さんまが発案した「バツイチ」「ドヤ顔」「天然」 それぞれのきっかけは

さんまが流行の発信源となって世に広めた多くの言葉「バツイチ」「ドヤ顔」「天然」

記事まとめ

  • 明石家さんまが流行の発信源となって世に広めた言葉はとても多い
  • 大竹しのぶとの離婚記者会見で額に「×」と記し、1回目の離婚をバツイチと表した
  • 笑福亭鶴瓶がゴルフのパターで成功したときに放ったのが「兄さん、ドヤ顔」だった

さんまが発案した「バツイチ」「ドヤ顔」「天然」 それぞれのきっかけは

さんまが発案した「バツイチ」「ドヤ顔」「天然」 それぞれのきっかけは

明石家さんま

 明石家さんまといえば、日本一おもろい還暦芸人。今年7月1日の誕生日で64歳になるが、いまだ若手芸人をライバル視するほどで、現役感がたっぷりだ。そんなさんまが流行の発信源となって世に広めた言葉は、とても多い。「バツイチ」もそうだ。

 さんまは88年9月、女優の大竹しのぶと電撃入籍。翌年に、タレントでミュージシャンのIMALUが誕生している。しかし、結婚生活は長く続かず、およそ4年後の92年9月に離婚。その記者会見で、額に「×」と記し、1回目の離婚をバツイチと表した。この造語は、『現代用語の基礎知識』(自由国民社)の1993年版に掲載されている。
「ドヤ顔」を初めて口にしたのも、さんまである。

 20代のころから親しい笑福亭鶴瓶とプライベートでゴルフを楽しんでいたとき、鶴瓶がパターで成功した。そのときに放ったさんまのひとことが、「兄さん、ドヤ顔」だったのだ。もう30年以上も前。

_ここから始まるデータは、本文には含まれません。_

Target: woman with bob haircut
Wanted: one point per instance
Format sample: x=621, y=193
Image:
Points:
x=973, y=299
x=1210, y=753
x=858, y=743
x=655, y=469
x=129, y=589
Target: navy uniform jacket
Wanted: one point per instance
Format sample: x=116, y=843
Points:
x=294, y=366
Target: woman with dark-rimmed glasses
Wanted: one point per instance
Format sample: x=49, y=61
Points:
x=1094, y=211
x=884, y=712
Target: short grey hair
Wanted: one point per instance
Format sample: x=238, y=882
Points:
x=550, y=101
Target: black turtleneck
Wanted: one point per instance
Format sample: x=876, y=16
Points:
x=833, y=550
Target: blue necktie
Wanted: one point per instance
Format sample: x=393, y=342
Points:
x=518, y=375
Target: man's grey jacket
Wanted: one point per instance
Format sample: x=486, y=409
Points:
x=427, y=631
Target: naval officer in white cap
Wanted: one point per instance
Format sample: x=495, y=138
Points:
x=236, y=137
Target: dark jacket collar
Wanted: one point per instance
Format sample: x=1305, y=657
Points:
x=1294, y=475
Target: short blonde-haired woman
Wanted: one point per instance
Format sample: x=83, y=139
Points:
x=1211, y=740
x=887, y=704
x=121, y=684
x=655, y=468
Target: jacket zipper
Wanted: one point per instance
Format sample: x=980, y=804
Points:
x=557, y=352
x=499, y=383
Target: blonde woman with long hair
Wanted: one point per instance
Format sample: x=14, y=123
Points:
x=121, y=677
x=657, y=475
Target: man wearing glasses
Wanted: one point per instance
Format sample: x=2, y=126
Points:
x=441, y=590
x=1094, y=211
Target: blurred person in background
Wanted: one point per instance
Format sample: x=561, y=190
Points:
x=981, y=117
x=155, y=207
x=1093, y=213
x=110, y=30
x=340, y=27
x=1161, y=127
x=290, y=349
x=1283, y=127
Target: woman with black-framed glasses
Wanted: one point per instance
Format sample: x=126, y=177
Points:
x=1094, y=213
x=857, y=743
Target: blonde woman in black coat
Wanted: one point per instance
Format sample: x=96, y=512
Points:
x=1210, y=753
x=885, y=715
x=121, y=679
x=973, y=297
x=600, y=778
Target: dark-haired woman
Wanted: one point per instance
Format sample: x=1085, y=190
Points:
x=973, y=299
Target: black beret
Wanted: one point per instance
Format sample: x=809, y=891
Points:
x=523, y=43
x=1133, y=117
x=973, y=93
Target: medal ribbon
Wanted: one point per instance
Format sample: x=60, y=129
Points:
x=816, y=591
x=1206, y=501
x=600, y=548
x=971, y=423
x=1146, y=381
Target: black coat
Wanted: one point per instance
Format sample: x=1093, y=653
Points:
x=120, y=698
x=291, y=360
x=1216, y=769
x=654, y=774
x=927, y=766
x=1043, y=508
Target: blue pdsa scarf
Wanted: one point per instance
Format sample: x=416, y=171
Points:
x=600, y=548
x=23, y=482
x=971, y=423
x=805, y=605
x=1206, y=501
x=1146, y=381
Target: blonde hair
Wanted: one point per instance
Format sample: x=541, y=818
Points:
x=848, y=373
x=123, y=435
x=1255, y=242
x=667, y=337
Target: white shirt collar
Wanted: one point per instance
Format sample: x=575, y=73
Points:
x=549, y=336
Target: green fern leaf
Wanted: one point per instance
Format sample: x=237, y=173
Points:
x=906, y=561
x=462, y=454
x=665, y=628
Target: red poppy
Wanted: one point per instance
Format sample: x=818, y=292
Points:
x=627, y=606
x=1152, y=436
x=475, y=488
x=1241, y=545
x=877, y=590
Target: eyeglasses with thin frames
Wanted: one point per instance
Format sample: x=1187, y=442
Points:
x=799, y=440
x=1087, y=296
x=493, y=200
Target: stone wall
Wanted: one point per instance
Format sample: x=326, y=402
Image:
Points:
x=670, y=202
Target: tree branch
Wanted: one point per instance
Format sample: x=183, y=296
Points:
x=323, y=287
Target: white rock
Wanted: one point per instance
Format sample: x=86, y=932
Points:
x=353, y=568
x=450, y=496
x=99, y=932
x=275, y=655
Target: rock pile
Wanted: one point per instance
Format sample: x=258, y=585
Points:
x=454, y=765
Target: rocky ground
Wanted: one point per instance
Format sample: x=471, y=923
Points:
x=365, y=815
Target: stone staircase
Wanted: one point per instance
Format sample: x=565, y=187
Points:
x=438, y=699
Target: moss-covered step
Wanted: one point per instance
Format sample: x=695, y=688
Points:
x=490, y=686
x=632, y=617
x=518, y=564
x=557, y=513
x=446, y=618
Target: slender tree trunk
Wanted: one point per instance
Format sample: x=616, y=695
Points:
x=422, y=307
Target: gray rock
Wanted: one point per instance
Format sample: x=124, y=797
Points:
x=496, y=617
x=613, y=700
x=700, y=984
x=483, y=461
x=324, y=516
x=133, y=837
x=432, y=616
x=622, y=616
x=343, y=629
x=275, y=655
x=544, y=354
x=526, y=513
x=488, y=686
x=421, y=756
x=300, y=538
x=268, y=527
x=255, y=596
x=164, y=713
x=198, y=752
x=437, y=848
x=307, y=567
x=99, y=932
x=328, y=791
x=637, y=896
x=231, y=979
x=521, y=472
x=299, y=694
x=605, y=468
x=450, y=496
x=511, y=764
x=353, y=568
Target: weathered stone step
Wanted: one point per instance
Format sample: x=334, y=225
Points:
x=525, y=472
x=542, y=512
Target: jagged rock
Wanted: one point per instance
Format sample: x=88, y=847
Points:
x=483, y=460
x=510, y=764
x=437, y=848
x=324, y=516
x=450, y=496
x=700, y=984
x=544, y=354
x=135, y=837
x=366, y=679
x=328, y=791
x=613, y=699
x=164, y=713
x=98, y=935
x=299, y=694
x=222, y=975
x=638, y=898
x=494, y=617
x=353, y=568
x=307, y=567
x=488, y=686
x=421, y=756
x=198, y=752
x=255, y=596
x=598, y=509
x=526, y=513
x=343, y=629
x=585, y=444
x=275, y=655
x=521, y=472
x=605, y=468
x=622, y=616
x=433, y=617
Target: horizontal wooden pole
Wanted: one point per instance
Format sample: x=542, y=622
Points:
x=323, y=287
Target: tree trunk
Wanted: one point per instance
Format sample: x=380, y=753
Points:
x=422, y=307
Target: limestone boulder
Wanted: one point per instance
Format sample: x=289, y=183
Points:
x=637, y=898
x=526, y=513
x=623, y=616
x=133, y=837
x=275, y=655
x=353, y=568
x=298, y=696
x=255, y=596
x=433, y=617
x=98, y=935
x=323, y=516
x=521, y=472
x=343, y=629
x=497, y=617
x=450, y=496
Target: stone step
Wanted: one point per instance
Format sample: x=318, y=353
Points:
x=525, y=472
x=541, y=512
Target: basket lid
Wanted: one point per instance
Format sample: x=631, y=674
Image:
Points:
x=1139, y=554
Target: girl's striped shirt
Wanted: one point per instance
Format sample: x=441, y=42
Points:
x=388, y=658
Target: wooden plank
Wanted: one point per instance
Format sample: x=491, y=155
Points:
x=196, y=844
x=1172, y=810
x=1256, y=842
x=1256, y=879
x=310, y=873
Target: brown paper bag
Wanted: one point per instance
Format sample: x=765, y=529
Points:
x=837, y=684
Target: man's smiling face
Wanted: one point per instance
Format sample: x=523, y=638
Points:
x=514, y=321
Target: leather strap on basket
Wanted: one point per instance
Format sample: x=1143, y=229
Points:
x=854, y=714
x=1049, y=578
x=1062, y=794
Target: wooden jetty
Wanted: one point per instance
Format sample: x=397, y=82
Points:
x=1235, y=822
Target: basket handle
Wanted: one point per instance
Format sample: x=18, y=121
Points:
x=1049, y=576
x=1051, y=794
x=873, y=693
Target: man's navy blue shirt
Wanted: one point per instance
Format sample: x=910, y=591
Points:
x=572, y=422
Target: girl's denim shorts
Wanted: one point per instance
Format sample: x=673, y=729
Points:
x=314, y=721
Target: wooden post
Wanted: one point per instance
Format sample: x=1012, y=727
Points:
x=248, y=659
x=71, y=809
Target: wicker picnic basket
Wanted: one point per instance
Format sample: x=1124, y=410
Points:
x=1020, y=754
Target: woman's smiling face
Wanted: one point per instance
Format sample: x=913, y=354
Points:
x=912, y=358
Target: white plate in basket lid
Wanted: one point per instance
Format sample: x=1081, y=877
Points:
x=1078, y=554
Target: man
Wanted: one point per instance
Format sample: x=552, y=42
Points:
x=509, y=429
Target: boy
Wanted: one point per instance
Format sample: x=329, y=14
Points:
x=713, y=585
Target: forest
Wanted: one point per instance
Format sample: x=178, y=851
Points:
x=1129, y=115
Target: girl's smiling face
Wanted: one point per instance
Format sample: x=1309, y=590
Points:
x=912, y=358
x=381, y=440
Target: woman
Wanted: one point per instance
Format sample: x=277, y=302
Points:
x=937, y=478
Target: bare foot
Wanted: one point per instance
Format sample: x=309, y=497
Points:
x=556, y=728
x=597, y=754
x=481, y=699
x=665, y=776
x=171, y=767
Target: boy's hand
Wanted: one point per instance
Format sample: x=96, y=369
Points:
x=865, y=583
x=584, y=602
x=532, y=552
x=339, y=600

鶴瓶はこのとき一瞬首をかしげたが、決めたあとに見せる自信満々の顔であると理解して以降、鶴瓶、さんまがバラエティ番組で口にすることによって、徐々に浸透していった。

 愛すべき後輩・ジミー大西に対して表現した「天然」も、テレビを通じて広めたのは、さんまである。

 80年代、ジミーはさんまの弟子のような存在だった。そんな彼に着目したのが、あの萩本欽一。元コント55号の相方で、「坂本二郎(故人)の再来」と絶賛した欽ちゃんは、ジミーを使いたいとさんまにオファーした。

 しかしジミーは、自分の持ちギャグである「やってる、やってるぅ」をマスターするのに半年もかかったほど、比類なきおバカさん。さんまは、「大将(萩本)に迷惑がかかってしまう」ことを理由に、断った。それでも欽ちゃんは、レギュラー番組にジミーを起用。ところが、稀に見る出来の悪さに頭を抱え、「ジミーちゃん。天然だね、あれ」と口にして、たった3回で降板させた。

 ジミーはその報告を、自身も出演していた『オレたちひょうきん族』(フジテレビ系)の現場で、さんまにした。そして、そのまま、本番に突入。コントでジミーがボケたとき、さんまはさっき耳にしたばかりの新語を思い出し、「おまえ、天然やからなぁ」とツッコんだ。

 同番組では、その後何度もさんまが口にしていたが、「天然ボケ」として一人歩きしたのは、そのおよそ20年後。計算なく、ごく自然にズレた言動をしてしまうことを示す「天然」が、伝説のバラエティ番組から広まったことは、あまり知られていない。

 さんまはお笑い怪獣であり、ボキャブラリー製造者でもあったようだ。